Antimalarial resistance surveillance and mechanisms in African malaria parasites

25 July 2019
Malaria continues to be one of the most important public health problems in Africa. Children and pregnant women are disproportionately affected. There are recent fears that the disease is resurging, despite the increased deployment of insecticide and antimalarial drugs.

The malaria parasites in some regions of the world such as South East Asia have developed resistance to old and new drugs, while resistance to the drugs used for prophylaxis in women and children is also highly prevalent in Africa. If resistance to the new Artemisinin Combination drugs were to emerge or spread to Africa, this will worsen the patterns of increasing prevalence currently being reported in areas where the parasite was previously reported to be declining.

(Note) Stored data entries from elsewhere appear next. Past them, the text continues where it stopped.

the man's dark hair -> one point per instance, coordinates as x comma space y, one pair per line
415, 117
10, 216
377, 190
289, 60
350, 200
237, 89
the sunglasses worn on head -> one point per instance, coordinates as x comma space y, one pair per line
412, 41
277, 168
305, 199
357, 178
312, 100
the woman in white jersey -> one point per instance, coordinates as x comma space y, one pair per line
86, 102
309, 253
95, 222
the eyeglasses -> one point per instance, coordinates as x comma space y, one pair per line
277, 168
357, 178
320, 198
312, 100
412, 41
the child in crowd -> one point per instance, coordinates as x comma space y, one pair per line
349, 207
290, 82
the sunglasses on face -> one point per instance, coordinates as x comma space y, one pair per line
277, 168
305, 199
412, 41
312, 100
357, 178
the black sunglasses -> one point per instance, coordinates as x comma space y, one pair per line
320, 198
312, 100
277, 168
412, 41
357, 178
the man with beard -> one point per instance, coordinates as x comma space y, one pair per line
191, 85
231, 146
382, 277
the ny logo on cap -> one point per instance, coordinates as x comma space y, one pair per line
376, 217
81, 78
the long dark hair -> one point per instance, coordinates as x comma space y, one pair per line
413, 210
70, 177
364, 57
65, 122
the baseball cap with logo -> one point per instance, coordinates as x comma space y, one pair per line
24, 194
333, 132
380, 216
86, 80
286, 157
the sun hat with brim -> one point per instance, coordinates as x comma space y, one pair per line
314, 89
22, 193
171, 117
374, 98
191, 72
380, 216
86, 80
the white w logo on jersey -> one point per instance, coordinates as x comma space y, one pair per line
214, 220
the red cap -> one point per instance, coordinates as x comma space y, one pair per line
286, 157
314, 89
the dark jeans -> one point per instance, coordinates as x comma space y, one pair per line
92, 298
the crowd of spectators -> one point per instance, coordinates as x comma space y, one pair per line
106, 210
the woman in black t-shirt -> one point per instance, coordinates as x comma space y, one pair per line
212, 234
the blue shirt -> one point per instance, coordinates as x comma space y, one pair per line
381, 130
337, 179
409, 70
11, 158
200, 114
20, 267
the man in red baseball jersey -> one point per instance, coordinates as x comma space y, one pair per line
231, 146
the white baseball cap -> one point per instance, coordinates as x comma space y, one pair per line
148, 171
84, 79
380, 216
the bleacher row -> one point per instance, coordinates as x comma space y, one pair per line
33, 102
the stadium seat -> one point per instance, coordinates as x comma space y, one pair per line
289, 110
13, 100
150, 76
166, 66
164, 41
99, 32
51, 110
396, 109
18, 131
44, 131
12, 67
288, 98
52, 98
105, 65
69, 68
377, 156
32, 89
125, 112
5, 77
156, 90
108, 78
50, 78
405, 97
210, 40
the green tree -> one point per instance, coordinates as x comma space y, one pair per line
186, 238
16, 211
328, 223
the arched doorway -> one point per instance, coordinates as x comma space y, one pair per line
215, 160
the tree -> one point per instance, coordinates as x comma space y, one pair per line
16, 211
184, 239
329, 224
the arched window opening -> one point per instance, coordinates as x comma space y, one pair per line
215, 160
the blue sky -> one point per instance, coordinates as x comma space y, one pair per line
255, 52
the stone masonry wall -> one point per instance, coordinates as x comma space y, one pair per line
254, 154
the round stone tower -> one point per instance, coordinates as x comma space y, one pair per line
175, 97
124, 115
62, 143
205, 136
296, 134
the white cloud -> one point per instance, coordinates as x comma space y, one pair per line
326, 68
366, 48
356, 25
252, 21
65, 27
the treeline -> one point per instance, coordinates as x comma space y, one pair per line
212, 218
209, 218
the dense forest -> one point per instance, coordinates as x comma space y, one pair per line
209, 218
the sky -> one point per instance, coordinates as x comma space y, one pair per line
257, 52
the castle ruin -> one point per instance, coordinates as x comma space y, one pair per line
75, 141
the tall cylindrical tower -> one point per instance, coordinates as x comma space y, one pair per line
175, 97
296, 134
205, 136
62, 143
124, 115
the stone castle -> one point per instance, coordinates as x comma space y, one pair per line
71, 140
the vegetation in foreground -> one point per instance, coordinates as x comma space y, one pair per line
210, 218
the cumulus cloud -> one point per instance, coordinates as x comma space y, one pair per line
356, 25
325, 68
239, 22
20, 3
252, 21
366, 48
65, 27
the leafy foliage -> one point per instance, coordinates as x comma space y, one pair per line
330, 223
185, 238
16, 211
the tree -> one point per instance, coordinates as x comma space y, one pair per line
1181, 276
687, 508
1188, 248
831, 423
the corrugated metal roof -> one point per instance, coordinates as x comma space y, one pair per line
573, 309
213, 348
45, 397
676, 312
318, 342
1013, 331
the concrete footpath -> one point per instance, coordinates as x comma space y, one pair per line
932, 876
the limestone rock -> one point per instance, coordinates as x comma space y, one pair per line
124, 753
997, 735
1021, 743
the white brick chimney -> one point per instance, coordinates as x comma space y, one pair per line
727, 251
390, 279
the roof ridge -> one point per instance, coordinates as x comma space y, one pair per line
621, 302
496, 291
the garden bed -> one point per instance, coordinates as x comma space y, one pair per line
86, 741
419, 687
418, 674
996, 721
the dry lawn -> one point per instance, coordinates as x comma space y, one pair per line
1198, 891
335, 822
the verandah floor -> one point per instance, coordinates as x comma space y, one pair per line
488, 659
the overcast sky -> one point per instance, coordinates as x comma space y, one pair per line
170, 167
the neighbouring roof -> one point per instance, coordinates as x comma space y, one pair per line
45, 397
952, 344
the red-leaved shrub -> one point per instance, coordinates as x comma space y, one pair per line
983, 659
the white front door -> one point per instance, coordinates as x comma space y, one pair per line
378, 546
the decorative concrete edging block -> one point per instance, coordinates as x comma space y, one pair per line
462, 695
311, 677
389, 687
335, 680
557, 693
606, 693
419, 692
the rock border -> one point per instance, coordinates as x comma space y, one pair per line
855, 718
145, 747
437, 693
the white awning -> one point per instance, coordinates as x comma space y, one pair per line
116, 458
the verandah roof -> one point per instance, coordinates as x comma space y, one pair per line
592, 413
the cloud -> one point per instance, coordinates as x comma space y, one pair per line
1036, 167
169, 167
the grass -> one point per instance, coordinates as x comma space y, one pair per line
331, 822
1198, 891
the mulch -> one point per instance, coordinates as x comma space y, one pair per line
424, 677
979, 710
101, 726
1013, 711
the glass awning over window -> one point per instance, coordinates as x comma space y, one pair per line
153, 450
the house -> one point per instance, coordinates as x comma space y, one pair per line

Two studies carried out by the MRC Unit The Gambia at LSHTM, in collaboration with the University of Ghana and the Wellcome Trust Sanger Institute (UK), are developing sensitive assays and surveying for drug resistant phenotypes and genotypes of the most common malaria parasite in Africa (Plasmodium falciparum). New antimalarial drugs are also being tested against parasite isolates from across Africa, to determine their potency. This is in collaboration with the Medicine for Malaria Venture.

It is expected that these new analyses will provide information on how parasites develop resistance to antimalarials, leading us to develop new approaches to combat them. A total of 1,500 malaria parasite isolates have been tested against 10 common antimalarials.

Results have shown that malaria parasite isolates from The Gambia and Senegal are gaining new genetic mutations that are helping them tolerate the partner drugs in Artemisinin Combination Therapies. Specifically, there is increased tolerance of lumefantrine, and this builds upon resistance to older antimalarials such as chloroquine and sulphadoxinepyrimethamine. There is a risk of multidrug resistance in malaria in Africa.

Molecular markers and benchtop cellular assays that would quickly inform resistance to drugs in infected individuals and communities will, therefore, help to guide control. We continue to employ NextGeneration sequencing and genomic manipulation approaches to understand this phenomenon and help to identify and develop markers.